Cranes and Ferns

January 13, 2008

Yesterday we went cranewatching and fernhunting, two activities that have special significance in southeastern Arizona.  Thousands of sandhill cranes spend part of the winter here, drawn to the warm weather, cornfields, and small artificial ponds.  A thousand years ago, they would have come for the natural cienegas (marshes) and grasslands that have now vanished.  Their wild, primitive cries and whistling feathers swirl over us now – voice of the High Plains wind, ice on the Platte River, and that older Ice that never reached the desert, but still colors the feathers of the wildest of birds.

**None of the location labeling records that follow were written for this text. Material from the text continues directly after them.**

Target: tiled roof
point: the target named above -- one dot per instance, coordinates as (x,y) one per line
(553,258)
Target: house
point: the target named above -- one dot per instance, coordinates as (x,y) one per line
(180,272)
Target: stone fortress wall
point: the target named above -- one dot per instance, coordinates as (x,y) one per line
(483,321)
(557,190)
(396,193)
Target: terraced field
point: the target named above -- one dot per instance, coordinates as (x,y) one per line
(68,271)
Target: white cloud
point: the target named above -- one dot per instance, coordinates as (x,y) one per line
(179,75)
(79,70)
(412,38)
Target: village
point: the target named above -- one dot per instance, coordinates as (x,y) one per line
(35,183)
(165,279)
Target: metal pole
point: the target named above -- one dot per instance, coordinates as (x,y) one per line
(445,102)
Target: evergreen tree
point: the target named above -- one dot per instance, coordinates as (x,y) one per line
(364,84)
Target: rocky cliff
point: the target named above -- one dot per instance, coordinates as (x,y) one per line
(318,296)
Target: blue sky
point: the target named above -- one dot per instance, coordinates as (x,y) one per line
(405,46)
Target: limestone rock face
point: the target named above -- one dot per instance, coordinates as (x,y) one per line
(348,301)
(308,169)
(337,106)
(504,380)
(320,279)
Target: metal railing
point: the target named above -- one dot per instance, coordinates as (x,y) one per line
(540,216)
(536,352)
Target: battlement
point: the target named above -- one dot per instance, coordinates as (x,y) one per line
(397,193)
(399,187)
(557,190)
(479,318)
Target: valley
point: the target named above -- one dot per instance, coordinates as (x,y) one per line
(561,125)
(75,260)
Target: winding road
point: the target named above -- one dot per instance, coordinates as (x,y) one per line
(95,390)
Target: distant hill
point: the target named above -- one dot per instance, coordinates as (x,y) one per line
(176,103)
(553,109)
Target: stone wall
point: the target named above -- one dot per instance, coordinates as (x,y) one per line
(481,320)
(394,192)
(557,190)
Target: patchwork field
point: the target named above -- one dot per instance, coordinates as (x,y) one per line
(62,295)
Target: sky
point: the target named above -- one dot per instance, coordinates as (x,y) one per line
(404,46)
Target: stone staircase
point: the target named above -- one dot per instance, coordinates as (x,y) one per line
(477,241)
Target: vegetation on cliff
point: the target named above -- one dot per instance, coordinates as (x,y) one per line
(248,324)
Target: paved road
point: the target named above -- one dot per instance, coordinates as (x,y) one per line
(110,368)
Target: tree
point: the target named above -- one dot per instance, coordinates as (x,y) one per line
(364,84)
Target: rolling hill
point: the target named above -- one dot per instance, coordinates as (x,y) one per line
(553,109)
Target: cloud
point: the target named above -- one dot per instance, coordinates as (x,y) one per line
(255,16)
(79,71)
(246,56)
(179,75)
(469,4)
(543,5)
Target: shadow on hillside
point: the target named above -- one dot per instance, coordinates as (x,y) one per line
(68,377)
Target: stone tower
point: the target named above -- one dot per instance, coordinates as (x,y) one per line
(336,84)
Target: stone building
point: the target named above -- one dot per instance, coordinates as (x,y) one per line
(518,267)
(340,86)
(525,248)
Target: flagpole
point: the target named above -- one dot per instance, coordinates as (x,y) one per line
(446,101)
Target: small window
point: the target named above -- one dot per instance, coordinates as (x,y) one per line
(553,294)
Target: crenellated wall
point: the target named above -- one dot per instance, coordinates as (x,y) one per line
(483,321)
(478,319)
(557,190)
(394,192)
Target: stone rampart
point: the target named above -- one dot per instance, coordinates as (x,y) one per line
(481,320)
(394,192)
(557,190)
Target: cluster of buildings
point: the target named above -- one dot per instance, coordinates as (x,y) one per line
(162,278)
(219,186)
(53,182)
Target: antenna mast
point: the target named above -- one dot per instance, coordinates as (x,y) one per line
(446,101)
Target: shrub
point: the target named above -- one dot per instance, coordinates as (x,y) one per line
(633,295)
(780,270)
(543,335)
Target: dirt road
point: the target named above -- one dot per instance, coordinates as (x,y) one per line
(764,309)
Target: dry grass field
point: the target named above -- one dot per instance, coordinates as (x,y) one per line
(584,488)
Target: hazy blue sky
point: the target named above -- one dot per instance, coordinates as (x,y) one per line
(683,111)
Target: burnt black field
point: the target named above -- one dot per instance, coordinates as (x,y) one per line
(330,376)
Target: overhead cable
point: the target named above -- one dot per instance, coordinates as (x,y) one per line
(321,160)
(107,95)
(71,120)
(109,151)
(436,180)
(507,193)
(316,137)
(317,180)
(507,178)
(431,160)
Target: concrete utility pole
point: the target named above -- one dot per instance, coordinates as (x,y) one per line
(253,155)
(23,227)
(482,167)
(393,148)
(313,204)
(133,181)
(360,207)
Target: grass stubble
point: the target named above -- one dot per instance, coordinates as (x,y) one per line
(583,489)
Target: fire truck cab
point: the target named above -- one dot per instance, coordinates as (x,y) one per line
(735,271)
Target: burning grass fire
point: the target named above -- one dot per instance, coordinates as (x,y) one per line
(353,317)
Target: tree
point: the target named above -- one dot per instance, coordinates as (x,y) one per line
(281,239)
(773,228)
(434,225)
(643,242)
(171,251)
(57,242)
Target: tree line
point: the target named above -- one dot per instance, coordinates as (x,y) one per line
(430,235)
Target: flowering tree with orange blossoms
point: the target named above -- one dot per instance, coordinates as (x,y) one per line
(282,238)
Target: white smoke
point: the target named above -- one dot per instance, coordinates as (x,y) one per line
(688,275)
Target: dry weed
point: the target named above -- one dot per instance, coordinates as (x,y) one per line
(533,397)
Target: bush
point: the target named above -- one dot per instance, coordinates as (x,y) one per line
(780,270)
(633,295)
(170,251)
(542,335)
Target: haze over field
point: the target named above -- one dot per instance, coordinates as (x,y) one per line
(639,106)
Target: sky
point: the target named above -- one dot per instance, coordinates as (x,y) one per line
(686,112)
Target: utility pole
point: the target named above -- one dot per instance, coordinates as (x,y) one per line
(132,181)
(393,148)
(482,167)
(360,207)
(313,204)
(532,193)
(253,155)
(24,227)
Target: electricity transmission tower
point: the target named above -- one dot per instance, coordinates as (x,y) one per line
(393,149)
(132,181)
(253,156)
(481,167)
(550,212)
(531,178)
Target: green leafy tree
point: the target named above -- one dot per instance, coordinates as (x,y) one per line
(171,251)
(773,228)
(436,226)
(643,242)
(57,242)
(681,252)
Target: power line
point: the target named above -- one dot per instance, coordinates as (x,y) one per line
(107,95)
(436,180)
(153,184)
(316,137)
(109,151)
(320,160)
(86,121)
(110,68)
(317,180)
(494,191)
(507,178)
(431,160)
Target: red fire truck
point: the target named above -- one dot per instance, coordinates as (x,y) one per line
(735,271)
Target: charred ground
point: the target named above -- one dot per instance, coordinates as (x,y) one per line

We watched several barn owls fluttering in a willow thicket – pale soft wings flickering among tangled twigs – and found a sleeping long-eared owl nearly invisible beside a willow trunk.  A small flock of snow geese gathered on the pond and a ferruginous hawk – another Plains visitor – hunted in a field.  Then it was time to follow the gravel road over the hills and admire the view of distant mountain ranges while we hunted for two rare ferns among the limestone outcrops.  They are Mexican plants that enter the U.S. only in extreme southeastern Arizona and the Big Bend region of Texas.  I found them and a couple of other ferns, and added all four to my online fern guide. 

A couple of days ago I made these simple earrings as a demonstration for a friend, showing two different sizes of copper wire:  14 gauge spirals and 16 gauge loops for the African cast glass beads.